Thank you, Kandinsky, for your link to "Southern Television broadcast interruption hoax." I thought it was fascinating, so I decided to do a full entry on it--as an object lesson on how to do proper research.
I read all of the references in the Wikipedia article (that I could get to) on it. Based on the transcript alone, it certainly *sounds* like a hoax... because any hoaxer would want the message to seem plausible on one level, while including an element of whimsy or absurdity so that we can be in on the joke.
About half of the references to the transmission label it as a definite hoax, while the others argue that while the transmission appears to be a hoax, the perpetrators were never identified or caught. (I can't get to what appears to be the most detailed account, from "The Daily Collegian.") Of course, if I were a prankster of this sort, I would try not to get caught, though I might have bragged about it anonymously years later.
This is one of those events that probably someone should have devoted more work on at the time.
Now, any careful researcher (as Collins should have been) can include the transmission in his books or DVDs, and even claim that it's ET in origin, but he would have to warn his audience that the transmission has been labeled as a hoax, and point them to the references, so that they can draw their own conclusions. In my opinion, it's misleading to present such evidence as genuine, allowing his audience to believe that it is indeed an ET broadcast, when in fact it has been given a cursory investigation and is alleged to be a hoax. At best it's a mystery, or "unexplained."
This event seems to be one of those litmus tests designed to expose a person's ideological orientation. The non-believers in Ashtar (the majority of the educated population) will immediately believe that this was a silly prank. Those who want to believe in ET will label this as a mysterious event that suggests that ET is out there.
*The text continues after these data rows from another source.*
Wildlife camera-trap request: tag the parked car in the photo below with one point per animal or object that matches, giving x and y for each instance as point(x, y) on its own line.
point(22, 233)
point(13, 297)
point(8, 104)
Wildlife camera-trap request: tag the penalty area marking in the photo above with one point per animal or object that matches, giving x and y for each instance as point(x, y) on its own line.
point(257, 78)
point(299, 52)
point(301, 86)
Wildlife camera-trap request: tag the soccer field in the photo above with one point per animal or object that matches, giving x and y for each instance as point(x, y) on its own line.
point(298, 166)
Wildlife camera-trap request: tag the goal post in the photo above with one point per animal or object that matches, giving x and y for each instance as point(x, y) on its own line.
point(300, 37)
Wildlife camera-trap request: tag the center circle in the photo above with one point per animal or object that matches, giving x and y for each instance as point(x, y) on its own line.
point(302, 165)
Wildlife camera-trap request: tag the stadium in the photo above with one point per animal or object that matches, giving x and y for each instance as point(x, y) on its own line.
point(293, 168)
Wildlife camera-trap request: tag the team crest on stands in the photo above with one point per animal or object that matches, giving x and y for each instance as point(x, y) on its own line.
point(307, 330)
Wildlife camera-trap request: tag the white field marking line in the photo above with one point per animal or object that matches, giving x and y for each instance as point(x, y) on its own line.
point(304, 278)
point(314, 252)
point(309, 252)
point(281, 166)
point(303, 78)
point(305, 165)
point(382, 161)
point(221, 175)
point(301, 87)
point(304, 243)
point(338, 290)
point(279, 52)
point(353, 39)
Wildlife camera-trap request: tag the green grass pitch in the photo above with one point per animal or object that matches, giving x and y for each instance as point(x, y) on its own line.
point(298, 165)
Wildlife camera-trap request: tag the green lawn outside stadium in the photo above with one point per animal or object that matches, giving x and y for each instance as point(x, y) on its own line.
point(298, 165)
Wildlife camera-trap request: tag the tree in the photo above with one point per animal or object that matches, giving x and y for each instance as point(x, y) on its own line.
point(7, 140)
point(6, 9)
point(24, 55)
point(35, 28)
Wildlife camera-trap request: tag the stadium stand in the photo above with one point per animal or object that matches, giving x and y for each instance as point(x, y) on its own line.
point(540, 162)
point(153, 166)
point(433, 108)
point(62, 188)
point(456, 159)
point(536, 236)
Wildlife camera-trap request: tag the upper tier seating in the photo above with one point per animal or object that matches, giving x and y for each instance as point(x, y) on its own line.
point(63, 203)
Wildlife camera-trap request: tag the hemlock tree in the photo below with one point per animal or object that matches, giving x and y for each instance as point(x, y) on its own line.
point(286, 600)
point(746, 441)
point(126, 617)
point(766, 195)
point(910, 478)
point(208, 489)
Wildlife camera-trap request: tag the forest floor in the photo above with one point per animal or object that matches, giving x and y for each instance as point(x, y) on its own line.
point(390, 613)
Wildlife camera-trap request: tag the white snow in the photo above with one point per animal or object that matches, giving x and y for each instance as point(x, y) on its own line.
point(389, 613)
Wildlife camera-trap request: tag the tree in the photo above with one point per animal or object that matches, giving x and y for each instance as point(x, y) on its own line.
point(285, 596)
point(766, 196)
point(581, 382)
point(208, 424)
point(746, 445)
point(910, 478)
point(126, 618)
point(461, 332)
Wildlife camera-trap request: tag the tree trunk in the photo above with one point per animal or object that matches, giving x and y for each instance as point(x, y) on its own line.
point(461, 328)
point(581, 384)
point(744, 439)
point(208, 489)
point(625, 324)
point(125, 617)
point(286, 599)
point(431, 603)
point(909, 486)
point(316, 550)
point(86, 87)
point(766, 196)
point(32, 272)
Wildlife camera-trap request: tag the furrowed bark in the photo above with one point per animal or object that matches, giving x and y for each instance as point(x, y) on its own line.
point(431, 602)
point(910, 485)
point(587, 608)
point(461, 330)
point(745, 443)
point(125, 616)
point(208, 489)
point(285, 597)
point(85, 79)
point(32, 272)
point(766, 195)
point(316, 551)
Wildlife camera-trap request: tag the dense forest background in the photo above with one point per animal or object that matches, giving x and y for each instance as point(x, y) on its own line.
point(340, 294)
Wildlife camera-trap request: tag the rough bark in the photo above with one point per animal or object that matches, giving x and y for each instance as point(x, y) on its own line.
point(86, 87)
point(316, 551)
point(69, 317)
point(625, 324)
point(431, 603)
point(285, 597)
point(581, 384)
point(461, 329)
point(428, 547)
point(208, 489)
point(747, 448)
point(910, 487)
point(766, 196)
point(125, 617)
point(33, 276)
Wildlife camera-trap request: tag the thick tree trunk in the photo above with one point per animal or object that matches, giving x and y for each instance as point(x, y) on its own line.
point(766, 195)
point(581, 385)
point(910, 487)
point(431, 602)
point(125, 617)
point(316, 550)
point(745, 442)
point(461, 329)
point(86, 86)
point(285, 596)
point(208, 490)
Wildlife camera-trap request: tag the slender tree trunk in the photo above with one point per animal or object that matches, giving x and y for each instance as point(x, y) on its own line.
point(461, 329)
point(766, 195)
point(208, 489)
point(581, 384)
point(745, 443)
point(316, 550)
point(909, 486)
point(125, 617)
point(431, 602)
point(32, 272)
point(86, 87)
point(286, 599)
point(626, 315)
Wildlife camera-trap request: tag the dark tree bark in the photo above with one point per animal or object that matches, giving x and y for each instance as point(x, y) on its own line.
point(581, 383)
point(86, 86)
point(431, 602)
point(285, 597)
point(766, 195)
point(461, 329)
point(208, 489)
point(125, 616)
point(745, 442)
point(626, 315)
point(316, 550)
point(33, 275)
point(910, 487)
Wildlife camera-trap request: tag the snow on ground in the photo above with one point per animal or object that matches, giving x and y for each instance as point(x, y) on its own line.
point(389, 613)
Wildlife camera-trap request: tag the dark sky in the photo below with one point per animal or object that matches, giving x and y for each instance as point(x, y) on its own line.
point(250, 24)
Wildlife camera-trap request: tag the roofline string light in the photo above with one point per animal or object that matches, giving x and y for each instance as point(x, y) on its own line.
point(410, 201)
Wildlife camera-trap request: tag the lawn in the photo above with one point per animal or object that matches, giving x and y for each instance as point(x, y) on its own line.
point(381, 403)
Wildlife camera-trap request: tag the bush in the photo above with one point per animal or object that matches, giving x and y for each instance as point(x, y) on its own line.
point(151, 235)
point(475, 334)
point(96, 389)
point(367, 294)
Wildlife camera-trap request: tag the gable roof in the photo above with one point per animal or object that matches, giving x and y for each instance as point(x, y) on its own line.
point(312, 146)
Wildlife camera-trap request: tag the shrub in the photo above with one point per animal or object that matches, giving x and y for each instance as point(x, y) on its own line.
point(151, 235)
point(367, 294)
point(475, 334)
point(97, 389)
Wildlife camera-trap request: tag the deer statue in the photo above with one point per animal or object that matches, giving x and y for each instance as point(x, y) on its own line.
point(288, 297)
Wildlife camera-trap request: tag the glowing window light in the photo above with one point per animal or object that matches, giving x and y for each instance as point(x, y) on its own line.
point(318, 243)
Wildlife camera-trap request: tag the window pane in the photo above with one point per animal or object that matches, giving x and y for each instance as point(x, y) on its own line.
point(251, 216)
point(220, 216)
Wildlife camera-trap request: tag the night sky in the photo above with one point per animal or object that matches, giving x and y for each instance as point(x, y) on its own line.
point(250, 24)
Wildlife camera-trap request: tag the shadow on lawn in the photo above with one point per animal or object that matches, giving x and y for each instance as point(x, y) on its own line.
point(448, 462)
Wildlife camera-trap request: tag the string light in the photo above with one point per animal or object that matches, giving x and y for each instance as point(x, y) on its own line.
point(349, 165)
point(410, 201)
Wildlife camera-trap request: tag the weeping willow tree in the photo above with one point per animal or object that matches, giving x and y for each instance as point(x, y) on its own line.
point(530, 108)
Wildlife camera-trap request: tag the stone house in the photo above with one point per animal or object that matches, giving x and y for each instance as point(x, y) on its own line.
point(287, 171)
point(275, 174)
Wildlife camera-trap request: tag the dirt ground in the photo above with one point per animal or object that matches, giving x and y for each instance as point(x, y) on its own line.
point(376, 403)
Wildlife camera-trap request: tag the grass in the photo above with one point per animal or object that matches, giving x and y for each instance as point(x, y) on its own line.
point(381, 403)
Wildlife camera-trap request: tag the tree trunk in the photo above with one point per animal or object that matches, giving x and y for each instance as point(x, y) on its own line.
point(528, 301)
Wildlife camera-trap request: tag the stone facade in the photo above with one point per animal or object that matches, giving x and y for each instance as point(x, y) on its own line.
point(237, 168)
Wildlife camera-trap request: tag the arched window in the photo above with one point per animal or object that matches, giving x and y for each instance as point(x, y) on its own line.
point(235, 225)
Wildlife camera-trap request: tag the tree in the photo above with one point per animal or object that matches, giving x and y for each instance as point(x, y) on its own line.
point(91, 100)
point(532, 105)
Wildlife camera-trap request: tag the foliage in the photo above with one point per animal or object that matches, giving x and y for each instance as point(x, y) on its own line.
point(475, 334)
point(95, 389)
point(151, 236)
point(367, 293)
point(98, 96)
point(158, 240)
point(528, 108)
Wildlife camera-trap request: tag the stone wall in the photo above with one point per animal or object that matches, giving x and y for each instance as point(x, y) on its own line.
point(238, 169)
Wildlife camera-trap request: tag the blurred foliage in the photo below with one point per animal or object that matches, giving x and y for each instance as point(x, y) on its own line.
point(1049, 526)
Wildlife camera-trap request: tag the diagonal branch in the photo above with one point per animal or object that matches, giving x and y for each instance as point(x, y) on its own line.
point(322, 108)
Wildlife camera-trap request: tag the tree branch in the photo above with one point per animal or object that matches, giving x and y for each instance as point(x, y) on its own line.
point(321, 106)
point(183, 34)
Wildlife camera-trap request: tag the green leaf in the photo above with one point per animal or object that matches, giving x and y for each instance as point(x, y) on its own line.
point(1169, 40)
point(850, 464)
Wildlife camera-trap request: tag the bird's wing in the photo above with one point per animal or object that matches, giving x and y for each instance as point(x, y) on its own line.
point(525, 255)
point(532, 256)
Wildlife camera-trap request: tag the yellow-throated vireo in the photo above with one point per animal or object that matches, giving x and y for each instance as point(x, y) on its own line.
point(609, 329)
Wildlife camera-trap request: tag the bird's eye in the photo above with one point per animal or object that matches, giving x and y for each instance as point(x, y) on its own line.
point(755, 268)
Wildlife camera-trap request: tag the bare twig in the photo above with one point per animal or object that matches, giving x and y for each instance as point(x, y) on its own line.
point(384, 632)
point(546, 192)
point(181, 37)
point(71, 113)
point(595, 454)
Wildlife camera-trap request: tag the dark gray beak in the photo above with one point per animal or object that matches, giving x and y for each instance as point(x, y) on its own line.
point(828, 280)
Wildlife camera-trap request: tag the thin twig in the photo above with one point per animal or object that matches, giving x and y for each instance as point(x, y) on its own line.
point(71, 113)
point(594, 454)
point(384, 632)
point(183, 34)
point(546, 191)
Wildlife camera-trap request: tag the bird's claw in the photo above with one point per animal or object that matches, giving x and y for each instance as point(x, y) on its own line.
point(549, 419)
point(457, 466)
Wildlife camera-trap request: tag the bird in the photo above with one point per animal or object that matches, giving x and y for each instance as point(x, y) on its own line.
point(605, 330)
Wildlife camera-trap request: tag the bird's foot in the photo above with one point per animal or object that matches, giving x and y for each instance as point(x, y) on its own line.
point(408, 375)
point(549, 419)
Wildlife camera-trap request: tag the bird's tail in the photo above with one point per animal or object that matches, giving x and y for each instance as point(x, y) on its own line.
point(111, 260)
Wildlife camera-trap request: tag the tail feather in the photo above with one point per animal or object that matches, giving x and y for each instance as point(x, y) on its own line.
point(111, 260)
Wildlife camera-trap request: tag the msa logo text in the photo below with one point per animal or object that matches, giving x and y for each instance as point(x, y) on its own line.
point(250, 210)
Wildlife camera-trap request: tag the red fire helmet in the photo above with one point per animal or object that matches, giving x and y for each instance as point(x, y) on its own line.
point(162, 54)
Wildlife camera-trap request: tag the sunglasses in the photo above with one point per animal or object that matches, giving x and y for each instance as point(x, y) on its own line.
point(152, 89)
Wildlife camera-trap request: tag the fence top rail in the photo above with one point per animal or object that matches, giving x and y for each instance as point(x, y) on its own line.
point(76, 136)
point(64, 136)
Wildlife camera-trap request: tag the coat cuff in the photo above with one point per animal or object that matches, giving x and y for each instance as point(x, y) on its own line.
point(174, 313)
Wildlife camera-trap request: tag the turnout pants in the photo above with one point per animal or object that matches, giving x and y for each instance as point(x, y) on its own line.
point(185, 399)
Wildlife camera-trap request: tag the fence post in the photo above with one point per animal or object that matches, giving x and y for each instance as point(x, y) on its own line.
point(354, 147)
What do I believe? Well, I seriously doubt that it's ET. A commenter on one of Collins's boards pointed out that the message is remarkably similar to the stuff in Andrija Puharich's book on Uri Geller (which I read at the time)... and this lends the broadcast credibility. I think it's the opposite. I think that even Geller himself implicitly disavowed Puharich's book. Talk of "Ashtar" was very much in the air in the mid-70s. Ruth Montgomery wrote a number of accounts about Ashtar during the time, and these channelings helped form the basis for the "axis shift" predictions that came later. I think that the broadcast has to be viewed in this cultural context. Because the perpetrators (be they ET or college kids) were never caught, I am leaning toward the possibility that the broadcast was one of those weird, Fortean mysteries which may never be explained, but its association with the UFO cult beliefs of the '70s tends to discredit it.